At Monday’s Signal Hill City Council meeting, the director of the community services department recounted the few mishaps in the city’s green spaces to explain why the municipal codes that govern parks are under review. There was that one time when people dumped hot coal near a tree, setting it on fire. Also, the grass at Discovery Well Park was regularly getting torn up after sports leagues used them repeatedly for their team practices. The public works department had to re-seed the area and renovate it.
Generally speaking, most of the people who use the Signal Hill parks are cooperative, Community Services Director Pilar Alcivar-McCoy told the City Council at last Monday’s meeting. She said that most people only require an explanation of the rules.
“However,” the community services director added, “sometimes we do need some backup, and so this would allow us and would allow the police department tools to manage those people who don’t comply and are not cooperative.”
Alcivar-McCoy presented proposed changes to the city’s code to the Council Monday. One staff-recommended update would prohibit charcoal except in the permanent barbecues stationed near the picnic shelters, but Alcivar-McCoy explained that the City would allow park-goers to use personal barbecues that use bottled gas if they have a permit from the Community Services Department.
The proposed changes also cover which groups will need a permit for regular use. If the code changes are fully approved, sports-league organizers will need to obtain a permit. Will regular outdoor yoga classes or boot camps held at the park need a permit? If the changes are approved, yes.
Permit fees for sports teams that use Spud Field for activities like games and practices have been established, but park permit fees for regularly held, outdoor fitness activities like yoga classes and boot camps have not yet been determined, according to the community services director in a follow-up interview Wednesday.
The community services director also explained on Monday one inherent issue with the city’s parks. There’s only one park in the city that’s really made for sporting activities– Spud Field.
“So we really don’t have a lot of options in the city,” Alcivar-McCoy concluded, adding that there are other nearby parks in the city of Long Beach for sports activities.
Other recommended changes to the code are the city staff’s recommendations to clean up some of the language that’s described as “outdated” by the community services director. She explained that many of the rules governing the parks were not enforceable because of the vague language of the rules. A few sections in the current municipal code seem to prohibit “outraging public decency,” in addition to “indecent writing or designs” and “defacing property.” The community services director explained that these sections were removed because other parts of the municipal code and other state laws cover these issues.
“Just as an example, ‘outraging public decency’ was so vague,” Alcivar-McCoy said. “And it was written in 1924 that you couldn’t even come to a conclusion about what that actually means. So there are more specific ordinances now about behaviors that the police can use that really take care of… what that was intended to do.”

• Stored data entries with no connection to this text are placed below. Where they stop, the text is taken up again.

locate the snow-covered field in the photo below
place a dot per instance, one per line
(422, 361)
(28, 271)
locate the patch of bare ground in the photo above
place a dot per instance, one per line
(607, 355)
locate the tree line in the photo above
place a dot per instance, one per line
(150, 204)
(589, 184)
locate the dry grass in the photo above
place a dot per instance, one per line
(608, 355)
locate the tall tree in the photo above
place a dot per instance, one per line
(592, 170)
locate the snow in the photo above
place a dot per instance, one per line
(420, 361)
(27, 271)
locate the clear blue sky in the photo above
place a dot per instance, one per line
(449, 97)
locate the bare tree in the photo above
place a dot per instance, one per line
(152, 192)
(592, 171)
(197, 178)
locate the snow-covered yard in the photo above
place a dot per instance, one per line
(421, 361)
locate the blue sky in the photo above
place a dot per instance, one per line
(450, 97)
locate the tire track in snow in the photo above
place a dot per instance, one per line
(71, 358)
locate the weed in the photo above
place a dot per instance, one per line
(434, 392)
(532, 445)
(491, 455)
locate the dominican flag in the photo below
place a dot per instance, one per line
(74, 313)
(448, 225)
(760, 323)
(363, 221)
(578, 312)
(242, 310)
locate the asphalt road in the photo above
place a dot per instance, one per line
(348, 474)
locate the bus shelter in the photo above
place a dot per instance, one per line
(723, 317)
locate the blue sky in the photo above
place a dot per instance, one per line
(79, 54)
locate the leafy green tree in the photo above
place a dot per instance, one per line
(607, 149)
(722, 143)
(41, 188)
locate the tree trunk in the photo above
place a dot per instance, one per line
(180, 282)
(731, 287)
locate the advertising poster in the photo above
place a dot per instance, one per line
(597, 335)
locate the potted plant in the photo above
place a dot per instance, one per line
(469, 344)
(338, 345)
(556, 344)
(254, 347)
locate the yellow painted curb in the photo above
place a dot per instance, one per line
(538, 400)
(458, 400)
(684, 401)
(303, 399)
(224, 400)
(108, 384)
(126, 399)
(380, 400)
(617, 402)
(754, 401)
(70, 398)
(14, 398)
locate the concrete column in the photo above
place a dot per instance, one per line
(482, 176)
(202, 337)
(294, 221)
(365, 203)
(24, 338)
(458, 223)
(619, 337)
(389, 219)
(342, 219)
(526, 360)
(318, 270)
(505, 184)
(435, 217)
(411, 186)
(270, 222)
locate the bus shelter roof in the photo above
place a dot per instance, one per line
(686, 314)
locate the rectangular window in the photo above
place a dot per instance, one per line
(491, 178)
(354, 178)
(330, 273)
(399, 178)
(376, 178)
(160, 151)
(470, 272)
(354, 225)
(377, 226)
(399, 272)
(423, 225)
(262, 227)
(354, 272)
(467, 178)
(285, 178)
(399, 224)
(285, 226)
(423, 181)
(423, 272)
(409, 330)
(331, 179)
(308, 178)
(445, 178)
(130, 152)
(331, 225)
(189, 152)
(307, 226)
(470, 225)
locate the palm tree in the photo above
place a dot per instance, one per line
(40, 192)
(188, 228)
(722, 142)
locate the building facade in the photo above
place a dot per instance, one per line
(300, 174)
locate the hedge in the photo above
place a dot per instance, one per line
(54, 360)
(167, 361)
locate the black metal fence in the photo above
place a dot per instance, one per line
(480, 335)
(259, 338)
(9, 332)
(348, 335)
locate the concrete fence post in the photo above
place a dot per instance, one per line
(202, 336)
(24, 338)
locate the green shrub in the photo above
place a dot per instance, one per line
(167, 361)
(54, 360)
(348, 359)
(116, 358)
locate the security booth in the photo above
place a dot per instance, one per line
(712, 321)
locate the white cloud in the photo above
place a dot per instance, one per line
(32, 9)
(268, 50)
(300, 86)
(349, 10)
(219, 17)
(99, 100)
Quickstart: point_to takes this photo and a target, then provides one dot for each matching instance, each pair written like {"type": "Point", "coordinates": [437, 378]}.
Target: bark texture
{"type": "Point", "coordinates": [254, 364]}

The recommended changes to the city code will be discussed at a future Council meeting when they will be proposed for adoption in a public hearing.
Other City Council highlights
Redevelopment of properties with abandoned oil wells The Council approved 4-0 (Councilmember Michael Noll was absent) a resolution that extended for another year the interim regulations that are currently in place to deal with development on properties with abandoned oil wells.
Truck traffic The City has the power to restrict or prohibit truck traffic on local streets, Assistant City Attorney Jeff Malawy explained to the Council last Monday. The traffic issue has been brought before the Council several times over the last few months by one resident, Dennis Howland, who has specifically criticized the truck traffic on Orange Avenue. Councilmember Ed Wilson and other members of the Council stressed that the issue does not involve one area and urged that the City conduct a study for traffic flow. “If we have [this] volume of trucks, and if the volume of trucks continue, you move them from one street and put them on another street,” Wilson said Monday night. The Council voted 4-0 to direct the staff to begin work on a draft ordinance. The issue will be discussed at a future Council meeting, in either a public hearing or public workshop.